Le Fonds des Nations Unies pour l’enfance (Unicef) et la Commission nationale pour les droits de l’homme (CNDH) ont signé le 13 mai à Brazzaville, un plan d’action conjoint relatif à la protection et la promotion des droits de l’enfant, pour la période 2026-2031. L’Unicef était représenté par sa Représentante au Congo, Mme Mariavittoria Ballotta et la CNDH par son président, Casimir Ndomba.
Selon le président de la CNDH, Casimir Ndomba, ce partenariat, fondé sur les valeurs communes de dignité, de justice et de protection des droits humains, est le socle sur lequel la CNDH et l’Unicef entreprendront des actions concrètes, pendant la période précitée, pour le bien-être et la protection des enfants en République du Congo.
Car, a-t-il poursuivi, en dépit des avancées législatives notables enregistrées au Congo avec la promulgation de la loi portant protection de l’enfant, la mise en œuvre effective des droits de l’enfant reste encore entravée par plusieurs facteurs structurels, notamment : la persistance des violences basées sur le genre à l’encontre des enfants ; le travail des enfants en zones rurales et urbaines ; l’accès limité à une éducation et des services de santé de qualité pour les couches vulnérables, particulièrement les autochtones.
« Ces tristes réalités exigent de nous une réponse à la fois coordonnée et ambitieuse. Coordonnée, parce que menée par nos deux organisations dont la détermination et l’engagement à protéger les droits de l’enfant sont manifestes. Ambitieuse, parce que la situation parfois dramatique des enfants le commande. Le plan d’action que nous venons de signer ce jour, aux fins de parvenir à l’amélioration de la qualité de vie de nos enfants, constitue un début de réponse aux défis annoncés ci-haut », a indiqué Casimir Ndomba.

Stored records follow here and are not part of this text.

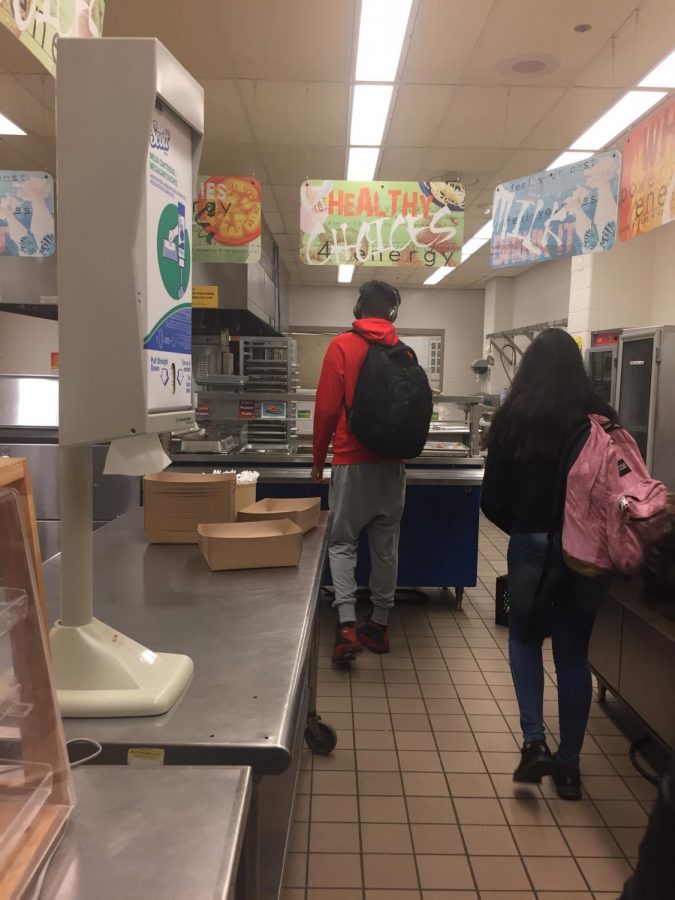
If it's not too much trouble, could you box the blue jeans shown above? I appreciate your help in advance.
[508,534,609,766]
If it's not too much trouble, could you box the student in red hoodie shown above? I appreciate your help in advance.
[312,281,405,662]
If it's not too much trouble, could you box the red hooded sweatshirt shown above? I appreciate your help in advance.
[314,319,398,467]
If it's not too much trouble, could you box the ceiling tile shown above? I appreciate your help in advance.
[214,0,356,81]
[202,78,253,144]
[433,86,563,147]
[260,144,346,185]
[403,0,493,84]
[241,81,349,145]
[387,84,453,147]
[462,0,636,85]
[103,0,235,79]
[523,88,618,151]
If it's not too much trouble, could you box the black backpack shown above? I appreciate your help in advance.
[347,331,434,459]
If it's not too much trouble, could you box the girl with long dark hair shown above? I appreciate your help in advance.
[481,328,617,800]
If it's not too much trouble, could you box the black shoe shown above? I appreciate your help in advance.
[550,757,581,800]
[513,741,554,784]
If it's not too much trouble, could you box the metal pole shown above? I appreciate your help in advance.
[61,444,94,627]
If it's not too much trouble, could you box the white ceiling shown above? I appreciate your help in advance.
[0,0,675,288]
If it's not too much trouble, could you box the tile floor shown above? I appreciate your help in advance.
[282,523,654,900]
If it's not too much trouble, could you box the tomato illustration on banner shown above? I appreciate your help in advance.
[300,181,466,268]
[193,175,262,263]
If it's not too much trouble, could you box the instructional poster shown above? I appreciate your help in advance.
[300,181,466,268]
[140,100,193,413]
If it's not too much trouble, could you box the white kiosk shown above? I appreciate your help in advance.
[51,38,204,716]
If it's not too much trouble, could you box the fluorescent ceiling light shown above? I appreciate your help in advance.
[349,84,394,147]
[356,0,412,81]
[570,91,666,150]
[347,147,380,181]
[0,113,26,137]
[546,150,593,172]
[424,266,455,284]
[638,50,675,88]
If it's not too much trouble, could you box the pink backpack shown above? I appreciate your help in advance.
[562,415,668,576]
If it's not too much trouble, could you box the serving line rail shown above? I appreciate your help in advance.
[44,509,329,900]
[39,766,251,900]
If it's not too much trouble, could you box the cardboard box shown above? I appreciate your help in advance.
[143,472,237,544]
[234,482,258,514]
[237,497,321,534]
[197,519,302,572]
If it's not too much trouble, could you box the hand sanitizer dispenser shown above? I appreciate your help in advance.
[51,38,204,716]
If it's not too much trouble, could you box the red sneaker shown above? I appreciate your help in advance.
[356,619,389,653]
[333,622,363,663]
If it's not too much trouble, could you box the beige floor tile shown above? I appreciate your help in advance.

Il nous faut garantir, a-t-il renchéri, que chaque enfant, autochtone ou bantou, vivant avec ou sans handicap, vivant en ville ou en zone rurale, puisse grandir dans la dignité et la sécurité tout en bénéficiant d’opportunités réelles d’éducation, de protection et d’épanouissement. « Les enfants et les jeunes ne seront pas de simples bénéficiaires : ils seront de véritables acteurs du changement, porteurs de messages auprès des pairs, notamment à travers les clubs scolaires, le parlement des enfants et la plateforme U-Report. Chaque action de terrain sera documentée, évaluée et ajustée, afin que nos efforts soient non seulement visibles, mais véritablement durables », a-t-il conclu.
De son côté, la Représentante de l’Unicef au Congo, Mme Mariavittoria Ballotta a indiqué qu’au regard du nombre d’enfants en République du Congo, près de 47% de la population, la protection et la promotion de leurs droits constitue ainsi un gage sûr du développement. Car, a-t-elle expliqué, cette réalité montre que l’avenir du Congo dépend en grande partie de la protection et de la promotion des droits des enfants, véritables ressources humaines de demain.
L’Unicef, a-t-elle indiqué, réaffirme son engagement auprès de la République du Congo dans le cadre de la protection et de la promotion des droits de l’enfant.